Em paralelo, o MPGO também informou que a promotoria criminal pediu, na última terça-feira (18), que a 2ª Delegacia Regional de Polícia de Aparecida de Goiânia instaure uma inquérito criminal par apurar o caso. A reportagem procurou e aguarda um posicionamento da PCGO.
Posicionamentos
Procurada, a Receita Federal informou que os dados sobre cada contribuinte “são protegidos por sigilo fiscal, sendo acessíveis somente pelos próprios contribuintes ou por seus representantes legais ou procuradores” e que o sigilo só pode ser quebrado por via judicial.
O Cartório Oliveira, que lavrou a certidão de óbito do aposentado, em Aparecida de Goiânia, afirmou que já se manifestou nos processos judiciais e que “em virtude da preservação da intimidade das famílias envolvidas, o Cartório aguardará a decisão da Justiça para cumprimento”. Eles destacaram que “que o registro questionado foi feito no mais estrito cumprimento da lei.”
O TJMG (Tribunal de Justiça de Minas Gerais) informou que não localizou qualquer processo criminal em nome de José Anastácio da Silva em Minas. Sobre o processo de cancelamento do óbito, a corte informou que “o Ministério Público se manifestou pela desnecessidade de intervenção ministerial no feito, ressaltando que ao MP somente cabe intervir em processos em que há interesses máximos da sociedade” e que o “processo foi concluso para decisão do juiz e não é possível prever quando será dado novo despacho”.
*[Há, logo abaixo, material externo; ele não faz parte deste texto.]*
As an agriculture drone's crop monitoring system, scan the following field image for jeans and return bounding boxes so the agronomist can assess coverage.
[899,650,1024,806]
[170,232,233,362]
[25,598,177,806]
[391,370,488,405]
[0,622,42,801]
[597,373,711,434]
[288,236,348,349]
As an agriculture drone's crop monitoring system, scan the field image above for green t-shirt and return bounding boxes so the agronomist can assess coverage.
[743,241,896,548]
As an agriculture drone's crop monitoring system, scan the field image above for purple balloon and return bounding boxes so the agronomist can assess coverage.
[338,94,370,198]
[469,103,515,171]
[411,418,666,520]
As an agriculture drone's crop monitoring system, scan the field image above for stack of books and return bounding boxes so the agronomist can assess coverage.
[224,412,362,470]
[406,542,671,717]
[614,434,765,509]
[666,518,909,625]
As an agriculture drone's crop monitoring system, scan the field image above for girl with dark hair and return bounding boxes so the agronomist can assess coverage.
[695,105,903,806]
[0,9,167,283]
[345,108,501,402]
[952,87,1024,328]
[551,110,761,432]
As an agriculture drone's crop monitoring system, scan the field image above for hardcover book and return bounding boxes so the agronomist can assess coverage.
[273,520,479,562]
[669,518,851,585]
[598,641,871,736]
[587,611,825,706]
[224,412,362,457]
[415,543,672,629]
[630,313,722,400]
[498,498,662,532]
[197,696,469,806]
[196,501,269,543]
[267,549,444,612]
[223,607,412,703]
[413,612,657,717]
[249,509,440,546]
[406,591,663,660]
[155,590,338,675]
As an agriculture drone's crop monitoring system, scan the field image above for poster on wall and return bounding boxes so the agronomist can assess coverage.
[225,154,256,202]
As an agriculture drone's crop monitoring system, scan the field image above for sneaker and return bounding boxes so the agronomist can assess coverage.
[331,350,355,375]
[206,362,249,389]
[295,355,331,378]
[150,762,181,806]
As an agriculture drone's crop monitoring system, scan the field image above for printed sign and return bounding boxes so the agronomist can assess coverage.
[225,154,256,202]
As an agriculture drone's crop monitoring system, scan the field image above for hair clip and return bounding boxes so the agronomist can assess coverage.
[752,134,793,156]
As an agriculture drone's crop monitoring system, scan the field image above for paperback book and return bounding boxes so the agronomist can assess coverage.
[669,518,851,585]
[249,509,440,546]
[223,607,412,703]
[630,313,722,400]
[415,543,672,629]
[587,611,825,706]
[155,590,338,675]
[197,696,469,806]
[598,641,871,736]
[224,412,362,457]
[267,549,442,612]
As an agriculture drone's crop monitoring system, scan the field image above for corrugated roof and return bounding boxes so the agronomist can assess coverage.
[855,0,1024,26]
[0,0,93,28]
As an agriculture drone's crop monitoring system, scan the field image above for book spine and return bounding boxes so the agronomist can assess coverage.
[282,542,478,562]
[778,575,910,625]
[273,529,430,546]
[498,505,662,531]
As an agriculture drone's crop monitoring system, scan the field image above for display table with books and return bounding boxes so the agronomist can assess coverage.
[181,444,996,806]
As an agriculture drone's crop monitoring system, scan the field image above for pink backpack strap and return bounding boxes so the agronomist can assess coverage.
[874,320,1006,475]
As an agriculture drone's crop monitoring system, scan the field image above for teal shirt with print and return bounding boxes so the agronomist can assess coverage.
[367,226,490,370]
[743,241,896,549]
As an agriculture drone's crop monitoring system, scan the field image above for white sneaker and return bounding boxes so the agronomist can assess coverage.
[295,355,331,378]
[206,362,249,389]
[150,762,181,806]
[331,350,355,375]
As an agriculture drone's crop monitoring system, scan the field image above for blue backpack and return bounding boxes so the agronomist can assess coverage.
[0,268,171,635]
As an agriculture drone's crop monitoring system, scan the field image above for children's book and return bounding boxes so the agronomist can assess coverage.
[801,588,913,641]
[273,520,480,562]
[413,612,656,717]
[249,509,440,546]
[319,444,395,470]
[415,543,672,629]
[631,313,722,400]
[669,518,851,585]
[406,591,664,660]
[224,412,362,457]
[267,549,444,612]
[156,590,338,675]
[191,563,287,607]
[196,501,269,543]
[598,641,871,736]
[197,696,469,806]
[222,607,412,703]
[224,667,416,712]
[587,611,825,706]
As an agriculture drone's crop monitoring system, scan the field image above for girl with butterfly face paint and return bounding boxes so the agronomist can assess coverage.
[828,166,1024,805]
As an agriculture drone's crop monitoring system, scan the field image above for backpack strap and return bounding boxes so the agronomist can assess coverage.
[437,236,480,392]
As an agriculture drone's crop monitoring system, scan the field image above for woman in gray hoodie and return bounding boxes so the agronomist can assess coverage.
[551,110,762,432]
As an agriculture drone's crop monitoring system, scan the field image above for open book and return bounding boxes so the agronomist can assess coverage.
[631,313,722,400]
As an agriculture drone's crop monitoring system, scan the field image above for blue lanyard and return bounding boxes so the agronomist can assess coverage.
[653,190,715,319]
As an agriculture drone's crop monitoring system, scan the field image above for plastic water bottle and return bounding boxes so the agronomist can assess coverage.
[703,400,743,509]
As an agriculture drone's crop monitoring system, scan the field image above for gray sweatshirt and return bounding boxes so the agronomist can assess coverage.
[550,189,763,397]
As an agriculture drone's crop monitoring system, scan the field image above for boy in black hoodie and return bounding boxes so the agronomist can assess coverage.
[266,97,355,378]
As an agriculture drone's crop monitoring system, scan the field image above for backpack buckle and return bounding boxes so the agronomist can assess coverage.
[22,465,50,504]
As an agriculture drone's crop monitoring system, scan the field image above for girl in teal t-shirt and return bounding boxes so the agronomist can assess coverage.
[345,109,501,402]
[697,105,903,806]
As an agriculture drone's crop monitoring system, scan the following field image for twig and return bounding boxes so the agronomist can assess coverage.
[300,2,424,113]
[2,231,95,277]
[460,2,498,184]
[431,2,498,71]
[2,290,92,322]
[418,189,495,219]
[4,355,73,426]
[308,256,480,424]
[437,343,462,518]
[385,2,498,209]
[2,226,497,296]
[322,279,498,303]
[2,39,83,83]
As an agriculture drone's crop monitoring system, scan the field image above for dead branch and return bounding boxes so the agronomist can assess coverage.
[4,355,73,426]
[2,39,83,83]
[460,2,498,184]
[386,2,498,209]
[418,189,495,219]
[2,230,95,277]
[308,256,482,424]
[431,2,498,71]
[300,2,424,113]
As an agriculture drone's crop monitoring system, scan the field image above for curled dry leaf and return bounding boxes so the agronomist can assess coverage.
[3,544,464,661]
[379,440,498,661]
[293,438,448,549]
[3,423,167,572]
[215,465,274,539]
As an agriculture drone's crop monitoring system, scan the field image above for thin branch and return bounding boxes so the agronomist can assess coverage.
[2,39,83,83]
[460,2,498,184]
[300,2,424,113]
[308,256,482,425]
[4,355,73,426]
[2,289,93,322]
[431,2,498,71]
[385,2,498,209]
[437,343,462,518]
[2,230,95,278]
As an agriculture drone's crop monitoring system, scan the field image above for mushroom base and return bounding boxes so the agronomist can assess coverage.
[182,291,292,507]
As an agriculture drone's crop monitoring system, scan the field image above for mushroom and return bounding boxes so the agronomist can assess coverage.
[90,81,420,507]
INSS informou por meio de nota que a corte do benefício do aposentado “foi feita em conformidade com a legislação, a partir das informações constantes no Sistema Nacional de Informações de Registro Civil (SIRC)”. O órgão informou que Fraga procurou uma agência do INSS no ano passado e foi aberta uma solicitação de Correção de Registro pelo Cartório, que foi encaminhada para o INSS de Goiânia.
“No prazo de uma semana, o INSS de Goiânia concluiu o requerimento, informando que o referido Cartório de Registro Civil das Pessoas Naturais, em Aparecida de Goiânia, indeferiu o pedido de correção. A justificativa foi de que a Serventia não pode alterar informações do registro de Óbito, sem mandado judicial, visto que os documentos que deram origem ao registro estão em conformidade com o referido registro de óbito”, diz a nota.
Uma nova solicitação deve ser feita junto ao INSS quando a nova decisão da Justiça que cancela o óbito for deferida.
A Polícia Civil de Minas declarou que não localizou nenhum boletim de ocorrência sobre o caso e orientou que a vítima procure uma delegacia de polícia.